L'albero della storia è sempre verde

"Teniamo ben ferma la comprensione del fatto che, di regola, le classi dominanti vincono sempre perché sempre in possesso della comprensione della totalità concettuale della riproduzione sociale, e le classi dominate perdono sempre per la loro stupidità strategica, dovuta all’impossibilità materiale di accedere a questa comprensione intellettuale. Nella storia universale comparata non vi sono assolutamente eccezioni. La prima e l’unica eccezione è il 1917 russo. Per questo, sul piano storico-mondiale, Lenin è molto più grande di Marx. Marx è soltanto il coronamento del grande pensiero idealistico ed umanistico tedesco, ed il fondatore del metodo della comprensione della storia attraverso i modi di produzione. Ma Lenin è molto di più. Lenin è il primo esempio storico in assoluto in cui le classi dominate, sia pure purtroppo soltanto per pochi decenni, hanno potuto vincere contro le classi dominanti. Bisogna dunque studiare con attenzione sia le ragioni della vittoria che le ragioni della sconfitta. Ma esse stanno in un solo complesso di problemi, la natura del partito comunista ed il suo rovesciamento posteriore classistico, individualistico e soprattutto anti- comunitario" Costanzo Preve da "Il modo di produzione comunitario.

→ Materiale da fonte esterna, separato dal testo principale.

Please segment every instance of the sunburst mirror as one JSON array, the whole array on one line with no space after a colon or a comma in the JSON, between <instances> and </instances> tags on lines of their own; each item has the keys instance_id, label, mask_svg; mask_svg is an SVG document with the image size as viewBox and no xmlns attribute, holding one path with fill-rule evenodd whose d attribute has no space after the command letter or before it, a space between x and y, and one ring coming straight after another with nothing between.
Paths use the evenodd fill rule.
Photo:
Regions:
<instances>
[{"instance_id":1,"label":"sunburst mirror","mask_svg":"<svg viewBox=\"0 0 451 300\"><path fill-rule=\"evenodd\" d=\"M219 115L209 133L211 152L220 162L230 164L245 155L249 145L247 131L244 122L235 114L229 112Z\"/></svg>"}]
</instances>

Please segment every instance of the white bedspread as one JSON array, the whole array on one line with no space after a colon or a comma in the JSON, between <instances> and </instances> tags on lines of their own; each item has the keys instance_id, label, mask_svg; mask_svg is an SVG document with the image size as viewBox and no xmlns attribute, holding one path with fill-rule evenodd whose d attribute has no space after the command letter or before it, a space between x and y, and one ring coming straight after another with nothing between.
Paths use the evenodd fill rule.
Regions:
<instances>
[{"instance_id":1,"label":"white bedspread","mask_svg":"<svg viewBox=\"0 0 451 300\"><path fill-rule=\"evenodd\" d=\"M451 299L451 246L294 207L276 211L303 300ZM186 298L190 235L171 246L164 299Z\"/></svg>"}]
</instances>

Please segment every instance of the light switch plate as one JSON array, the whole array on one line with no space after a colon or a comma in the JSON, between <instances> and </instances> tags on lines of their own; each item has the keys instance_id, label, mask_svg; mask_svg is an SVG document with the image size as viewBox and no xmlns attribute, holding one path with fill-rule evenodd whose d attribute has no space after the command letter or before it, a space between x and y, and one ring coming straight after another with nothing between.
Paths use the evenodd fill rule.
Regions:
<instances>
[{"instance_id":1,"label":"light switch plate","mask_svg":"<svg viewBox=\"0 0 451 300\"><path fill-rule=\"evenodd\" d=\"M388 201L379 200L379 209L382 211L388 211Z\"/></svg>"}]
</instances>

Il problema del comunismo rimesso sui piedi"

domenica 12 aprile 2020

Siamo un paese in balia degli stranieri - Senza Sovranità territoriale, l'abbiamo ceduta agli statunitensi 70 anni fa. Senza Sovranità Monetaria l'abbiamo data ad Euroimbecilandia e siamo costretti a usare l'Euro, una moneta straniera. Senza prestigio internazionale, l'abbiamo perso nel 2011 quando abbiamo bombardato umanamente il popolo amico libico. Senza Sovranità Politica l'abbiamo ceduta accettando il Progetto Criminale dell'Euro. Siamo costretti a remare contro corrente e a ricostruire una classe dirigente degna di questo nome. Abbiamo cominciato con il creare un pensiero alternativo, un Progetto Alternativo

PERCHÉ L’ITALIA È MESSA PEGGIO CHE NEL DOPOGUERRA
Pubblicato 11/04/2020
DI ALBERTO NEGRI

Inutile lambiccarsi: nel 2011 l’Italia ha subito a opera di Francia, Gb e Usa la maggiore sconfitta dalla seconda guerra mondiale. Ha addirittura bombardato il suo maggiore alleato che aveva ricevuto a Roma sei mesi prima. Un tradimento chiaro a tutti, da Nord a Sud. Poi ci sono state ondate di profughi e dozzine di miliardi perduti. Mai l’Italia è stata in grado di reagire agli eventi, al punto che oggi a Tripoli comanda Erdogan. Sbeffeggiati da chiunque, Al Sisi compreso. La nostra capacità negoziale, aggravata dal terzo debito pubblico mondiale, è peggiore che dopo la seconda guerra mondiale quando eravamo un tassello importante del confronto Est-Ovest. Come si può pensare di ottenere gli eurobond ? Il nostro è un Paese screditato. Auguri “Giuseppi”, ultimo arrivato con il cerino in mano.